Un'esplosione poetica dalle 21 a notte fonda nei palazzi, giardini, cortili, musei, caffè delle strade più belle del centro storico più grande d'Europa per decine di eventi gratuiti tra concerti, letture, performance, spettacoli teatrali e di danza, installazioni multimediali: racconti intimi sulle grandi figure del Novecento.

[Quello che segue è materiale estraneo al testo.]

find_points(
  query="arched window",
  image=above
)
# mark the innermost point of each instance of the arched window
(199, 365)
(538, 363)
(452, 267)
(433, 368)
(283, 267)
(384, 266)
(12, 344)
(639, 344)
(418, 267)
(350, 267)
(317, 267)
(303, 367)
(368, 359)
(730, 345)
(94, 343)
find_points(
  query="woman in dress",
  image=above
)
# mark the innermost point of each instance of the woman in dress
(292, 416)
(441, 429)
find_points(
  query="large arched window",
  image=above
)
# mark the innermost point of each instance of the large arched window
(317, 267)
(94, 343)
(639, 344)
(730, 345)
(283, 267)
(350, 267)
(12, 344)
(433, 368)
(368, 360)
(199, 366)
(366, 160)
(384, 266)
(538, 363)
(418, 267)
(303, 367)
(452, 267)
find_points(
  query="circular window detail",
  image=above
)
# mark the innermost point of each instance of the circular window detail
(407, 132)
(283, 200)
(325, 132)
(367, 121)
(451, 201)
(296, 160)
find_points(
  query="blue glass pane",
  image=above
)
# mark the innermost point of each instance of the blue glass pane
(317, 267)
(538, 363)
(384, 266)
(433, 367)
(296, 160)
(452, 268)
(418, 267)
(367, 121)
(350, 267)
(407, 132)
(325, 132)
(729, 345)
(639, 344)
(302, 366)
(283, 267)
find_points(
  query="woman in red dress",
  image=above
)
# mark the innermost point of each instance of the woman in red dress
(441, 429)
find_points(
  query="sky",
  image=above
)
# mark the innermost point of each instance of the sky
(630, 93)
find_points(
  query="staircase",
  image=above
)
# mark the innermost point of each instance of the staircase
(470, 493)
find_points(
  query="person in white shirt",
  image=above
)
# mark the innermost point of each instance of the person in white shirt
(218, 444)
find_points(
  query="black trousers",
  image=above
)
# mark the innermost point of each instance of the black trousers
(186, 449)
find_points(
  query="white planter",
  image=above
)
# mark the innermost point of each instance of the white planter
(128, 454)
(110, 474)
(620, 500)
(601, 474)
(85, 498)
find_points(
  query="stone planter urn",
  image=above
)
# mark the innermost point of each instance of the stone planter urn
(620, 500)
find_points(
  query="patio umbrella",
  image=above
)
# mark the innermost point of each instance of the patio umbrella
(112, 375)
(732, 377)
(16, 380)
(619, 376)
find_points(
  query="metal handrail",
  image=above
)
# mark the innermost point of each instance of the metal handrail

E' un percorso misterioso in una notte gelata rincorrendo Valéry e i suoi incubi
E' la fusione di due anime maledette della poesia , Poe e Baudelaire con il rock
E' danze sacre indiane attorno a una misteriosa fontana
E' le ultime tendenze della poesia
E' canzoni di libertè e ribellione
E' lieder elettrici e contemporanei
E' il viaggio di Garibaldi narrato da un cronista d'eccezione come Alexandre Dumas
E' uomini, poesie e vini
E' la poesia ligure contemporanea
E' un omaggio speciale a Cortazar
E' la canzone d'autore impregnata di carruggi
E' una televisione che ci fa viaggiare nel tempo
E' coni d'ombra sonora e poesie del silenzio... un inquietante corvo sopra i tasti di un pianoforte... una performance attorno alle colonne del Palazzo della Saggezza.... la Casa delle finestre che parlano....le liane che imbrigliano Fetonte... il cantastorie della Via Aurea.... questo e molto altro ancora nel Centro Storico più grande d'Europa.